Sicher denken jetzt einige: “Moment, klingt ja absolut beschi****”. Richtig. Tut es auch. Der Grund dafür ist, dass wir lediglich zwei Vokale im Reim enthalten haben. Auf lange Sicht sind wir allerdings bestrebt, drei bis fünf Vokale in den Reim zu integrieren. Erstaunlicherweise klingt die Assonanz ansprechender, wenn mehr Vokale in diese integriert werden. Wir ergänzen also:
Reise-tasche / Seiden-pflanze.
Klingt besser und wäre in dieser Form auch ein guter Reim. Da es aber nicht immer leicht ist, einen Reim zu finden, welcher ein gewisses Niveau aufweist und auch inhaltlich in den Text passt bzw. nicht zweckgereimt ist, nutzen viele, auch etablierte Rapper bevorzugt die “unreine Assonanz”. Bei dieser Art zu reimen, werden Vokale, bevorzugt in der Wortmitte, außen vor gelassen. Wieder ein Beispiel:
Zahnorthopäde / Marktforschungsthese.
Allerdings sollte man es mit der Verwendung von sich nicht reimenden Vokalen in Maßen halten, da sich dies sonst negativ auf das Klangbild des Reimes auswirkt. Als Faustregel könnt ihr euch merken: Maximal 1/3 der Vokale im Reim dürfen unsauber sein. Haltet ihr euch daran, erreicht ihr akustisch ein annäherndes Klangbild, wie bei einer sauberen Assonanz, der Reimpool allerdings vergrößert sich immens. Tipp: Sind aufeinander gereimte Vokale unsauber, klingen aber ähnlich, wie “i” und “e” zum Beispiel, steigert dies nochmals das Klangbild des Reimes.
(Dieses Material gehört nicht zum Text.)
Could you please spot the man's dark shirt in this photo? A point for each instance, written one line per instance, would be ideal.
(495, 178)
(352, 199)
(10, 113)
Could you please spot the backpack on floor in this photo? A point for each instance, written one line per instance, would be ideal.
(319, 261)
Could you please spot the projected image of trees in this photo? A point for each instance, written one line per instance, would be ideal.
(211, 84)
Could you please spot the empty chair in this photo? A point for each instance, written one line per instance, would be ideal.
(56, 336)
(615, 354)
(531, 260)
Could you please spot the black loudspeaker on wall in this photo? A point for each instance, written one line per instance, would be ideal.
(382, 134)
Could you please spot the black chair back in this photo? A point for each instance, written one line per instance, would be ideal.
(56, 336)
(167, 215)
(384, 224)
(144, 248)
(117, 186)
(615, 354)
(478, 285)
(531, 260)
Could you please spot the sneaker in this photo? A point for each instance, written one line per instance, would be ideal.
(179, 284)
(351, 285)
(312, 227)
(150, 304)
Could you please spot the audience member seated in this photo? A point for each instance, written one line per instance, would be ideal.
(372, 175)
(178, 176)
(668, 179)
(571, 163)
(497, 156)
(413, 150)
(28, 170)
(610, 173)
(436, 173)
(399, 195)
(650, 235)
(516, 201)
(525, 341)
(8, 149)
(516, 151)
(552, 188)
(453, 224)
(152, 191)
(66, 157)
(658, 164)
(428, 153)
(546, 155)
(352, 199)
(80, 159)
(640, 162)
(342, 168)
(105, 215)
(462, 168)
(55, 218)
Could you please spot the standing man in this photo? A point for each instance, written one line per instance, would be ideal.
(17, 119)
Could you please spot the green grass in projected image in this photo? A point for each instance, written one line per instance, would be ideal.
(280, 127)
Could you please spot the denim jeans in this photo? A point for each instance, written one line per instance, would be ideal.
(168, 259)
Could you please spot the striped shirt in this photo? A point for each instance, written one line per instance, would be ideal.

Praxistipp 3: Einen passenden, anspruchsvollen Reim finden.
An sich gibt es dafür kein Patentrezept. Jeder Künstler macht das nach gewisser Zeit auf seine eigene Art und Weise. Eine gute Methode für Anfänger möchten wir euch jedoch nicht vorenthalten.
Wie bereits im Abschnitt “Inhalt” gelernt, haben wir uns zunächst Gedanken über die Text-Thematik gemacht. Wir möchten noch immer ein Sommerlied verfassen, und haben schließlich die erste Zeile formuliert:
Ladys & Gentleman, herzlich willkomm’,
…
Steht das Thema und die erste Zeile, muss anschließend der Reim abgegrenzt werden. Ich persönlich bin immer bestrebt, mindestens vier Vokale in den Reim aufzunehmen. “Herzlich willkomm’” beinhaltet vier Vokale – nehmen wir. Wir fragen uns also: Was reimt sich auf “herzlich willkomm’”? Um dies zu beantworten, definiere ich als nächstes die Wortart, in der ich meinen Reim suche. Wie bereits erwähnt, machen (zusammengesetzte) Substantive den besten Eindruck, weshalb ich ein solches präferiere. Sollte ich kein Substantiv finden, das sich inhaltlich integrieren lässt, muss ich meine Ausgangszeile umformulieren oder auf eine Wortgruppe ausweichen.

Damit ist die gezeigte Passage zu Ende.